Llegamos temprano a La Jacinta para atender una vaca
Angus negro, que no paraba de reclamarnos. Ya la tarde anterior había
sentenciado al dueño, Marcelo Menéndez, con que si no nos llamaba para curarla,
iba a saltar los alambrados y a disparar por la calle, hasta caerse muerta de
cansancio. A la noche me llamaron.
La metimos en la manga y la agarramos en el cepo.

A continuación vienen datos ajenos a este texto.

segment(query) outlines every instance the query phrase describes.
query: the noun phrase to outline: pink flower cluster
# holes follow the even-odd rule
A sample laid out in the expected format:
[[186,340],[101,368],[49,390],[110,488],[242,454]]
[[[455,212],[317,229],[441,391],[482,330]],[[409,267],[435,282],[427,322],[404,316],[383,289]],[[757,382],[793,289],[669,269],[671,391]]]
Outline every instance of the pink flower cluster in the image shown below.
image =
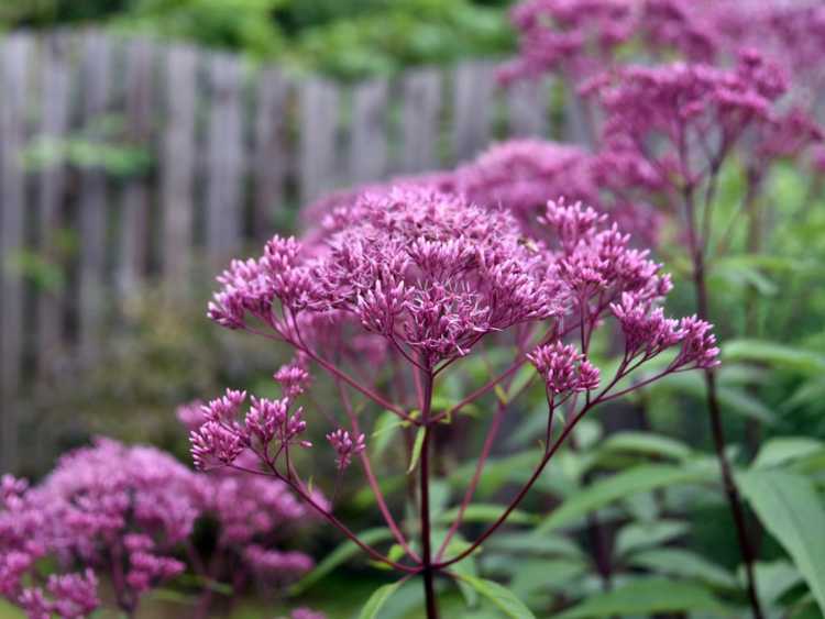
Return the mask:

-¿Qué pasó gaucha?- Le pregunté
-¿Y yo como puedo saber Spinelli? Si lo supiera ya
les habría pedido a los Menéndez que me trajeran los remedios-
-¿Y desde cuando estás así?-
-Yo no manejo muy bien los tiempos de ustedes, pero
a mí me parece que hace mucho que me enfermé. Lo peor es que ahora todas mis
compañeras del rodeo se ríen de mí y me señalan con la cabeza. Dicen que me
parezco a un animal grandote que anda nadando en los ríos de otros lugares,
porque parece que Aurora, la lechera, pudo espiarlo en la televisión del
tambero-
Me reí divertido: -¡Ah! ¡Te hacen bullyng!-
-¿Cómo dijo Spinelli?-
-¡Nada! ¡Nada! Quedate quietita que te voy a dar una
inyección endovenosa y si todo va bien, en dos o tres semanas vas a estar
recuperada-
La vaca negra cerró sus negros ojos, mientras le
inyectaba la droga salvadora. La largamos de nuevo al campo. Allá lejos se dio
vuelta y me despidió con un gesto agradecido. En cuanto la muchacha ya no pudo oírnos, Juan comento: -¡La verdad que está muy fea! ¡Espero que se mejore!